(Reuters) – U.S. stocks were trading lower in early afternoon on Monday as bond yields continued to hover near multi-year highs and losses in energy and financial stocks weighed.
The S&P energy index .SPNY led the decliners among the 11 major S&P sectors, with a 2.03 percent fall. Exxon’s (XOM.N) 4.1 percent fall weighed the most on the Dow and was the second biggest drag on the S&P.
Oil prices neared their lowest in a month as rising U.S. output and a weaker physical market added to the pressure from a widespread decline across equities and commodities. [O/R]
Wells Fargo (WFC.N) fell 8.1 percent after the Federal Reserve imposed new regulatory restrictions over compliance issues.

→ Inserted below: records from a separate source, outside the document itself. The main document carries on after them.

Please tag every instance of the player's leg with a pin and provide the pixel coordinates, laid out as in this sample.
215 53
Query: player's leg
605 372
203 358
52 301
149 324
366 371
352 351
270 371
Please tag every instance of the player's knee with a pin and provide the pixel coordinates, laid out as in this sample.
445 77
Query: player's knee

The fall weighed on other bank stocks with Bank of America (BAC.N), Goldman Sachs (GS.N) and Citigroup (C.N) down about 1 percent.
Wall Street has been under pressure from rising bond yields, which led to the S&P 500 and the Dow seeing their worst weeks since early January 2016 while the Nasdaq recorded its worst week since early Feb 2016, last week.
Benchmark 10-year note yield US10YT=RR surged to 2.885 percent overnight on Monday, the highest since January 2014, but fell back to 2.841 percent in morning trading.
A rise in bond yields means higher borrowing cost for companies and an alternative investment option for traders.
“I think what’s happening right now can be compared to early 2016 where we saw a pullback that was confidence related rather than fundamental and we saw it reverse fairly quickly,” said Brad McMillan, chief investment officer for Commonwealth Financial.
“Seeing the 10-year break multi-year highs and the fact that it happened quickly made the market realize there are some real risks out there.”
At 12:34 p.m. ET (1734 GMT), the Dow Jones Industrial Average .DJI was down 230.59 points, or 0.9 percent, at 25,290.37, the S&P 500 .SPX was down 19.93 points, or 0.72 percent, at 2,742.20.
The Nasdaq Composite .IXIC was down 30.54 points, or 0.42 percent, at 7,210.40.
Friday’s U.S. payrolls report showed wages growing at their fastest pace in more than eight years, fueling concerns that both inflation and interest rates would rise faster than expected.
Currently, traders are pricing in three rate hikes for 2018, but if the economy and corporate earnings continue to improve, the chances of a fourth increase becomes more likely.
Among other stocks, Qualcomm (QCOM.O) fell 4.3 percent after KGI Securities said Apple (AAPL.O) might drop the chipmaker in favor of Intel (INTC.O) as the supplier for modem chips in its next generation of iPhones. Shares of Intel rose 1.1 percent.
Declining issues outnumbered advancers on the NYSE by 2,101 to 826. On the Nasdaq, 1,993 issues fell and 889 advanced.
The S&P 500 index showed 1 new 52-week high and 7 new lows, while the Nasdaq recorded 17 new highs and 100 new lows.